Scaling is very important as very often datasets will contain fields with very different magnitudes. For example, a demographics dataset might contain age and salary. If clustering is performed on those fields, salary will dominate the clusters while age is mostly ignored. Generally that’s not what you want when clustering, hence the auto-scale fields (
balance_fields in the API) option. When
auto-scale is enabled, all the numeric fields will be scaled so that their standard deviations are 1. This makes each field have roughly equivalent influence. You can also pick your own scale for each field.
Once you build a cluster you can use it to predict the centroid (i.e., find the closest centroid for a new data point) and also to create batch centroids in the same way batch predictions work.
Cluster Analysis has been released in Beta so please let us know if something does not work as expected or if think we’ve overlooked any helpful features.
By the way, you can also share clusters via private links in the same way you can share datasets or models:
In our Winter release we introduced Flatline—a Lisp-like language that can be used to filter rows of a dataset, and also to generate new fields using a mix of columns and rows. This language easily allows one to extend the number of filtering and new field creation options that BigML offers. For example, you can now easily filter a dataset using differentcomparison, equality, missing value, and statistics functions. You can also create new fields discretizing, replacing missing fields,normalizing, and performing all kind of math transformations on previous values of your dataset. Have a look at the Filter Dataset andAdd Field to Dataset options, and remember that you can also use Flatline to input any complex function that you might need.

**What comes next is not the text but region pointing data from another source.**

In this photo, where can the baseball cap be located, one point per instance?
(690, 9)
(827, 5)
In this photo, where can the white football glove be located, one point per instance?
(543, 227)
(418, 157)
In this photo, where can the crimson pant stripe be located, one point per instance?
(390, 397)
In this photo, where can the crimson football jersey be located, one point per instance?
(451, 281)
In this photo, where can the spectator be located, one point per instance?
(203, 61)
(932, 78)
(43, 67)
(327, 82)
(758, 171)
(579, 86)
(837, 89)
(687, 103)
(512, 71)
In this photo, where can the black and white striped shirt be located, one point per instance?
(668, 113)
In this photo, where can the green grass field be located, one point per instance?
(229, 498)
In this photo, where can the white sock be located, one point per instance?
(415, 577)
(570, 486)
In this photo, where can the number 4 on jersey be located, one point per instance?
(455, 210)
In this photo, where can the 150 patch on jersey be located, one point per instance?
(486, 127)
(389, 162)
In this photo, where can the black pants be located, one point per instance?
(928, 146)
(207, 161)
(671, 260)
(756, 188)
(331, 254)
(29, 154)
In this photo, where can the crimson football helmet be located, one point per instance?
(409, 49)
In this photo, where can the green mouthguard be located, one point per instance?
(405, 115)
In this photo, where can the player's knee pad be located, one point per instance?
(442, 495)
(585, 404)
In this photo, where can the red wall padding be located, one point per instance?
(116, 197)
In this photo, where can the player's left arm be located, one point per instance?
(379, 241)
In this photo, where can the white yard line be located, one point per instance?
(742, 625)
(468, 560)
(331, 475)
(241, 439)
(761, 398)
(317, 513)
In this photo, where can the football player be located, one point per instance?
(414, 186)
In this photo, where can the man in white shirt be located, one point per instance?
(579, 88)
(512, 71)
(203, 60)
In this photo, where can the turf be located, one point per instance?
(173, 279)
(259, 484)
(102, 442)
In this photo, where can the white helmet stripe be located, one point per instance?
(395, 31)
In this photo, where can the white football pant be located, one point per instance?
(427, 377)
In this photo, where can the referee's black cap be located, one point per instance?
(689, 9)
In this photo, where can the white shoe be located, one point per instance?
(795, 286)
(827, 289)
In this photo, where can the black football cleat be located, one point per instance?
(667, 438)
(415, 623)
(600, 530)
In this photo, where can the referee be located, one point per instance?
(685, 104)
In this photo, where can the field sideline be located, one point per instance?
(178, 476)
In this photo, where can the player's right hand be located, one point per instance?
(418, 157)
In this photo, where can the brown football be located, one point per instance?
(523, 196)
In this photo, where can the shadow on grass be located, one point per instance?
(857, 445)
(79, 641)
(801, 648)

Have you ever wanted to create a new dataset for further analysis from a specific node in a tree? Now you can! When you’re in a model or sunburst view, simply mouse over a node and then press your keyboard’s shift button. This will freeze the view and allow you to export the rules for that segment and/or create a new dataset with the instances at that node.

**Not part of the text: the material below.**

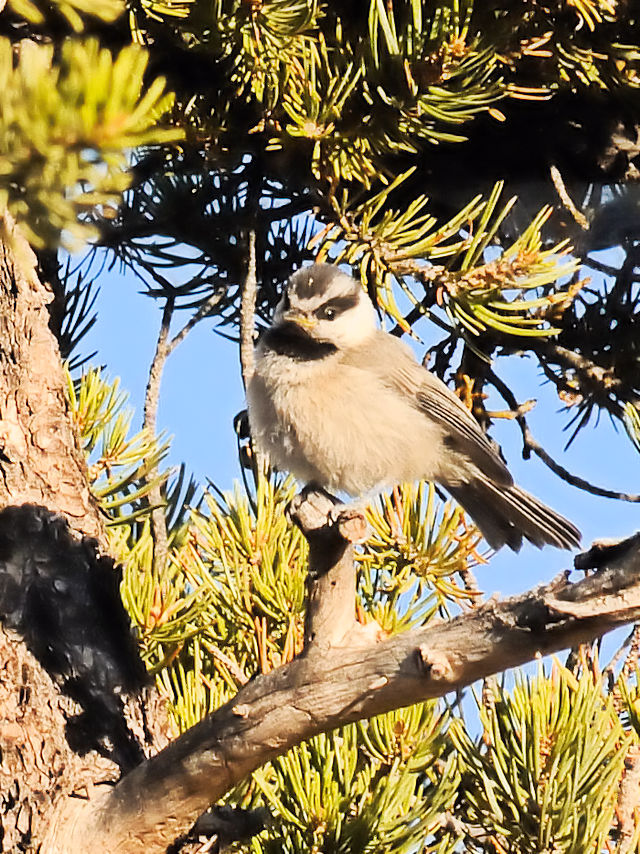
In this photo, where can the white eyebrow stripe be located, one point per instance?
(339, 287)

Now you can also export datasets from a dataset view into a comma-separated values (CSV) file. This works very well in combination with the dataset creation above as it can help you identify the instances that follow certain criteria.
A nifty (and perhaps underappreciated) feature of BigML is the ability to get a summary report of your model which shows your predicted data distribution, field importance and associated outcomes. You can now get a similar report for your Ensembles! This is a great way to get a quick summary on what fields have the greatest impact on your predictive outcome–something that can be very illustrative when working with new and/or wide datasets.
BigMLer, our popular command line tool for machine learning, now features powerful new evaluation-guided techniques to support advanced predictive modeling. Specifically, through a new subcommand
bigmler analyze you can quickly perform smart feature selection and node threshold selection. Feature selection detects the subset of features that will produce better models according to their evaluation measures (be it accuracy, phi or the one you like best). Node threshold selection finds out the number of nodes that your model should grow to in order to optimize evaluations. We’ll give you more details in an upcoming blog post.
There’s also a bunch of tiny small things like: directly log-in with Github,processing firebase URLs, and of course tons of improvements in our API, backend and infrastructure.
The Spring Release features are available immediately—simply log into your account and get started today! And be sure to let us know your feedback—we love hearing from our users and want to make sure that we continue to deliver the best machine learning platform possible.